Besucherstimmen: Petra Quade und Karl-Heinz Hoffburg, die sich soeben im wie ein Speed-Dating-Arrangement anmutenden „Micro Shakespeare"-Theater von Cía Toti Toronell / Laitrum Teatre aus Spanien haben verzaubern lassen, sind aus Oldenburg angereist. Nicht zum ersten Mal: Beim Festival 2014 sind sie auf den Geschmack gekommen. Aus Lübbecke sind Amélie Heinz und Lebensgefährte Elmar Hornung nach Detmold gekommen. Sie sind zum ersten Mal dabei, sind angetan von der Vielfalt der angebotenen Produktionen, dem Charme der Detmolder Innenstadt – und bedauern nur eines: „Ich hätte Schal, Mütze und Winterjacke einpacken sollen", sagt Amèlie Heinz. Die Kälte hält sie allerdings nicht davon ab, ihren voll gepackten Festival-Samstag vom frühen Nachmittag beim Spaziergang durch die „Harmonic Fields" am Hangar 21 bis zum späten Abend bei der „Southpaw Dance Company" an der Realschule 1 durchzuziehen.

Nackte Tatsachen beim Straßentheaterfestival in Detmold - © Vera Gerstendorf-Welle
Nackte Tatsachen beim Straßentheaterfestival in Detmold (© Vera Gerstendorf-Welle)

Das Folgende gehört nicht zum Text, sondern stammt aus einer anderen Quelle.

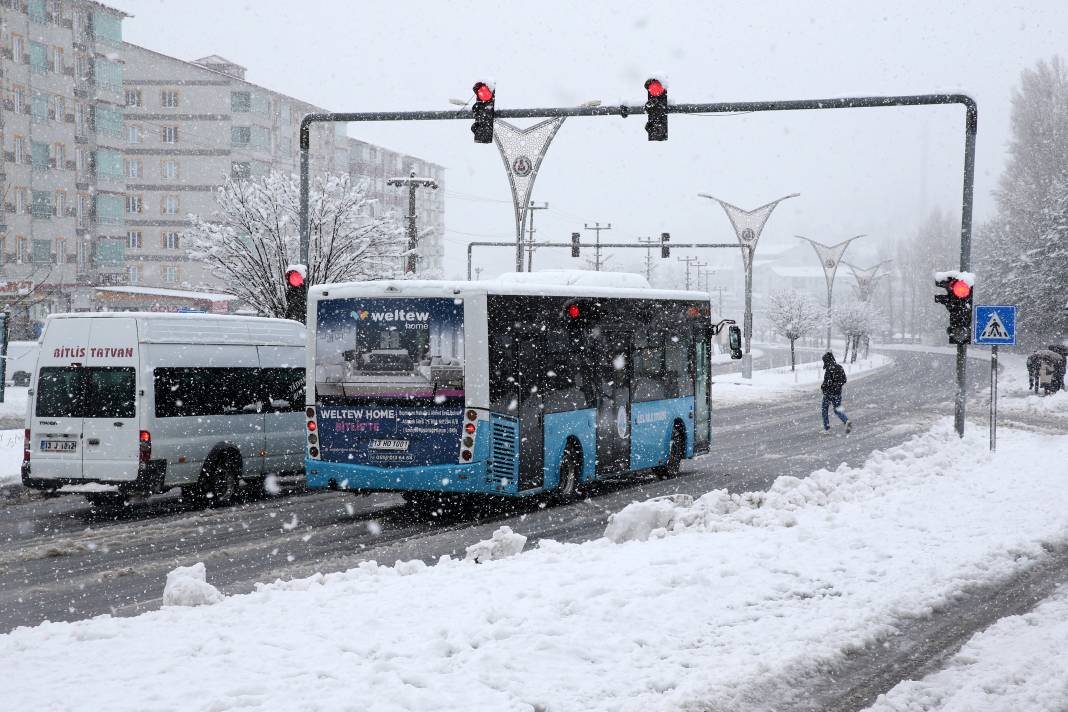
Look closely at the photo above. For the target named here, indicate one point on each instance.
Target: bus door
(612, 353)
(702, 398)
(531, 410)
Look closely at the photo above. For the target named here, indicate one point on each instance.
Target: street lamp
(830, 257)
(748, 226)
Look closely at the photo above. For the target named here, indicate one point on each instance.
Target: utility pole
(412, 183)
(597, 226)
(650, 241)
(689, 260)
(530, 235)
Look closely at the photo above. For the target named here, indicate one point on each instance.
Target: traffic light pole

Zum Stammpublikum zählt sich auch die fünfköpfige Familie Beermann aus Bad Salzuflen. Allerdings, sagt Vater Reinhold, sei das Angebot für Kinder diesmal nicht so üppig wie in der Vergangenheit. „Und auf dem Schlossplatz habe ich ein Stück auf einer größeren Bühne ein bisschen vermisst." Wunschlos glücklich sind Nele und Sebastian. Die beiden 17-Jährigen waren schon als kleine Kinder Stammgäste beim Festival. „Straßentheater in Detmold ist ganz großartig", schwärmt Nele.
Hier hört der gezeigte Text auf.